We examined the models' efficacy by reporting F1 scores from both the 25-shot and 50-shot learning experiments. In 25-shot learning, we observed 1.1% improvements in the average F1 scores compared to the baseline method, reaching 61.7%, 84.1%, 69.1%, 70.1%, 50.6%, and 59.9% on six datasets, respectively. In 50-shot learning, we further improved the average F1 scores by 1.0% compared to the baseline method, reaching 73.1%, 86.8%, 76.1%, 75.6%, 61.7%, and 65.4%, respectively.

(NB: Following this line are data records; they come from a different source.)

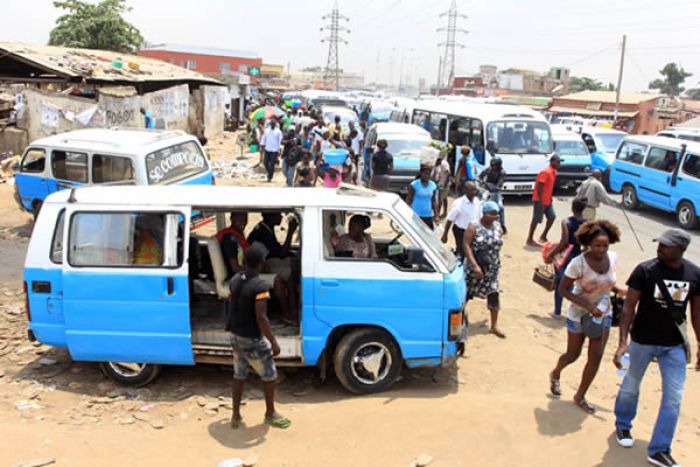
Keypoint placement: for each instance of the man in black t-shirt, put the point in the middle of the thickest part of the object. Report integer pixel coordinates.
(248, 323)
(659, 291)
(382, 166)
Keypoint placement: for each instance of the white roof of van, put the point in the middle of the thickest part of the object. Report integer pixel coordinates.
(396, 128)
(671, 143)
(488, 111)
(227, 196)
(114, 140)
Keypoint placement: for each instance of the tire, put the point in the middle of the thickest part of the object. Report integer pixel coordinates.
(629, 197)
(686, 215)
(137, 374)
(367, 361)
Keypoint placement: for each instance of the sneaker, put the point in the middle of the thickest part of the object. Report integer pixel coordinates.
(624, 438)
(662, 459)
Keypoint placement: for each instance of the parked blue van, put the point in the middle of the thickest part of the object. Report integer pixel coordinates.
(661, 172)
(108, 156)
(90, 291)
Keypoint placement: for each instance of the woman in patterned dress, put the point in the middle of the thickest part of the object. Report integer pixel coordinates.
(482, 245)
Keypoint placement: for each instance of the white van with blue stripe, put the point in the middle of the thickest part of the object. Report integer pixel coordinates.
(364, 318)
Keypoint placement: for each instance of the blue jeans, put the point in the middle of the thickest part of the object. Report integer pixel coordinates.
(288, 172)
(672, 365)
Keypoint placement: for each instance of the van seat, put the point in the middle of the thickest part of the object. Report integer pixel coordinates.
(219, 267)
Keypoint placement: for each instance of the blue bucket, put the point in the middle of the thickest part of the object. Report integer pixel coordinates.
(335, 156)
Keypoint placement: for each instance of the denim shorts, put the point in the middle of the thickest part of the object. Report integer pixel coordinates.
(255, 352)
(539, 212)
(574, 327)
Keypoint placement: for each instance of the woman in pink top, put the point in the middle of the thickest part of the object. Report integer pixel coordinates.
(587, 283)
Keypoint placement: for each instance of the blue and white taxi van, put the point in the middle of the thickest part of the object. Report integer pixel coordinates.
(363, 318)
(108, 156)
(661, 172)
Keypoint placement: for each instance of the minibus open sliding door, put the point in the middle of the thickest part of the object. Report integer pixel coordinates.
(126, 297)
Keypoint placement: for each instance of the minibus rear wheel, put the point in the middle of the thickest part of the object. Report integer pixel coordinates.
(131, 374)
(367, 360)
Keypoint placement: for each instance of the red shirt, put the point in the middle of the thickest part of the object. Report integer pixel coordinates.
(546, 177)
(239, 237)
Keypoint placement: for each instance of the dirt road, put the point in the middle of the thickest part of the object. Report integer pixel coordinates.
(493, 409)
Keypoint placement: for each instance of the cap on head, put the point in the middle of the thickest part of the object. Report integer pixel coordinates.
(489, 206)
(674, 237)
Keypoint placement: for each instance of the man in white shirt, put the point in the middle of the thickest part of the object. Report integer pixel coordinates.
(465, 210)
(593, 192)
(271, 143)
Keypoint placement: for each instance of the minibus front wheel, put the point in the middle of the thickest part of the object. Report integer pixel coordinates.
(367, 360)
(131, 374)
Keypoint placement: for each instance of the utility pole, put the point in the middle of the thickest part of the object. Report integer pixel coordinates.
(619, 78)
(334, 29)
(447, 74)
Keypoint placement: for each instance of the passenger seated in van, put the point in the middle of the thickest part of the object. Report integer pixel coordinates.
(148, 231)
(356, 243)
(279, 262)
(669, 162)
(233, 242)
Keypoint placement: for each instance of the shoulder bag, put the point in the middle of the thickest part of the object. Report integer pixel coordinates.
(677, 315)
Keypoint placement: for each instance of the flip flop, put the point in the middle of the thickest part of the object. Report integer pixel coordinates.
(554, 386)
(586, 407)
(281, 422)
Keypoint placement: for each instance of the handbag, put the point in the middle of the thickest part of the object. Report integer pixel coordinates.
(591, 329)
(678, 317)
(544, 276)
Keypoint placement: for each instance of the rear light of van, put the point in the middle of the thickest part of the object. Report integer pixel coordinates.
(456, 324)
(26, 301)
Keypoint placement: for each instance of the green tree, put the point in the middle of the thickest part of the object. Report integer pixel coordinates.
(95, 26)
(673, 78)
(582, 83)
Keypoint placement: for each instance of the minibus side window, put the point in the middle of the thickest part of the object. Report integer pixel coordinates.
(118, 239)
(692, 166)
(57, 241)
(70, 166)
(381, 242)
(34, 161)
(107, 169)
(632, 152)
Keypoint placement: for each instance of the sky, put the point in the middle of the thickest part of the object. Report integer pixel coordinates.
(397, 40)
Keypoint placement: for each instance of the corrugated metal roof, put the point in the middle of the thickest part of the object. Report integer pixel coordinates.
(608, 97)
(196, 50)
(99, 65)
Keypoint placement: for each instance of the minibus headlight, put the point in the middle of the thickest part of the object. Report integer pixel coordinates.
(455, 324)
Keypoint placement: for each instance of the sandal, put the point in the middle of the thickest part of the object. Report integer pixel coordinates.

We reported that in the realm of few-shot learning BioNER, MRC-based language models are much more proficient in recognizing biomedical entities compared to the sequence labeling approach. Furthermore, our MRC-language models can compete successfully with fully-supervised learning methodologies that rely heavily on the availability of abundant annotated data. These results highlight possible pathways for future advancements in few-shot BioNER methodologies.
尽管深度学习技术已经取得了显著的成就,但它们通常依赖于大量的人工标注数据,并且在少数样本情况下表现不佳。本研究的目的是设计一种策略,可以提高模型在少数样本学习情况下识别生物医学实体的能力。

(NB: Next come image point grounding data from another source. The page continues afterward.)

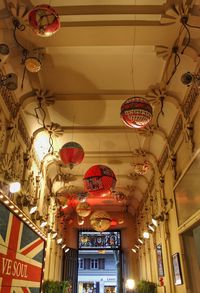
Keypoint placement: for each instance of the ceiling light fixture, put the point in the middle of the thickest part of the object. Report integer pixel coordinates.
(54, 234)
(59, 241)
(151, 228)
(140, 240)
(10, 81)
(146, 235)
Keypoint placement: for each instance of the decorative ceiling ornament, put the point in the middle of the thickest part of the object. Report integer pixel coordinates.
(191, 51)
(174, 12)
(83, 209)
(162, 51)
(44, 20)
(119, 196)
(6, 163)
(55, 129)
(45, 97)
(156, 94)
(71, 154)
(136, 112)
(99, 180)
(33, 61)
(12, 128)
(82, 196)
(100, 221)
(141, 164)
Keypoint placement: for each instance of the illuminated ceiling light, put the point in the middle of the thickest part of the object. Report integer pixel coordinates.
(15, 187)
(140, 240)
(33, 64)
(59, 241)
(146, 235)
(154, 222)
(130, 284)
(10, 81)
(151, 228)
(65, 206)
(54, 235)
(43, 223)
(33, 208)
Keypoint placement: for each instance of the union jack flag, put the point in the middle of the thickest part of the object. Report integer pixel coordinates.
(21, 255)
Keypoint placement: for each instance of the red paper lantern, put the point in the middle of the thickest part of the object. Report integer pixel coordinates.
(71, 154)
(44, 20)
(99, 180)
(136, 112)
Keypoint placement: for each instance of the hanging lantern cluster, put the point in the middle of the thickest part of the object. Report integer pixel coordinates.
(99, 180)
(100, 221)
(71, 154)
(136, 112)
(141, 168)
(83, 209)
(44, 20)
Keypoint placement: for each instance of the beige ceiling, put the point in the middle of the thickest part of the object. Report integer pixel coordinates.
(104, 53)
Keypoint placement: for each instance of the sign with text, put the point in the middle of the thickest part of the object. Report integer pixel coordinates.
(21, 255)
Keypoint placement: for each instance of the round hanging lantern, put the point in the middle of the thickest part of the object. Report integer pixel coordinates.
(120, 196)
(71, 154)
(99, 180)
(83, 209)
(136, 112)
(44, 20)
(141, 168)
(100, 221)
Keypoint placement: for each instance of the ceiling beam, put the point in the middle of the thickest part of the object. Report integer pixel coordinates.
(109, 9)
(112, 23)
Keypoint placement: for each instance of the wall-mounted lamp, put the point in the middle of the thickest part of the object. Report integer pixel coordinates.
(32, 208)
(130, 284)
(43, 223)
(188, 78)
(10, 81)
(4, 53)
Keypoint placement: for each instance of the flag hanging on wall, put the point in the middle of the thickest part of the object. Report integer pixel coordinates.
(21, 255)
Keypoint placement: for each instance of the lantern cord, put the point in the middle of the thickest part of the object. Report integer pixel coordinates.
(189, 37)
(177, 61)
(161, 110)
(73, 127)
(51, 149)
(41, 121)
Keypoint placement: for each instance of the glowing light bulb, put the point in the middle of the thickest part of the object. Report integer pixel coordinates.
(130, 284)
(146, 235)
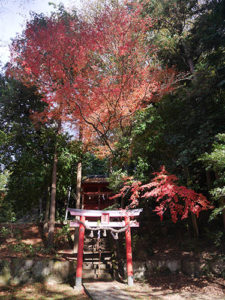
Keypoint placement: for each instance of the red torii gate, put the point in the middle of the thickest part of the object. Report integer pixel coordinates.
(105, 224)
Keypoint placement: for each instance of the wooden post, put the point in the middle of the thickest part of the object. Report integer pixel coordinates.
(129, 253)
(80, 254)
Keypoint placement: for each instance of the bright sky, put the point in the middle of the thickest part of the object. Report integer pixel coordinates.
(13, 16)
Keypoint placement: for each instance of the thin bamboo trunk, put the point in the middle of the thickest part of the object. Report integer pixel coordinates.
(47, 207)
(78, 194)
(53, 202)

通过将生物医学命名实体识别(BioNER)重新定义为机器阅读理解(MRC)问题,我们提出了一种基于演示的学习方法来解决少数样本 BioNER,包括构建适当的任务演示。在评估我们提出的方法时,我们使用六个基准数据集,包括 BC4CHEMD、BC5CDR-Chemical、BC5CDR-Disease、NCBI-Disease、BC2GM 和 JNLPBA,将提出的方法与现有的先进方法进行了比较。
我们通过报告 25 次和 50 次学习实验的 F1 分数来检查模型的效果。在 25 次学习中,与基线方法相比,我们观察到平均 F1 分数提高了 1.1%,分别达到 61.7%、84.1%、69.1%、70.1%、50.6%和 59.9%,在六个数据集上。在 50 次学习中,与基线方法相比,我们进一步将平均 F1 分数提高了 1.0%,分别达到 73.1%、86.8%、76.1%、75.6%、61.7%和 65.4%。
我们报告说,在少数样本学习 BioNER 中,基于 MRC 的语言模型在识别生物医学实体方面比基于序列标记的方法更有效。此外,我们的 MRC 语言模型可以与严重依赖大量标注数据的完全监督学习方法相媲美。这些结果为少数样本 BioNER 方法的未来发展提供了可能的途径。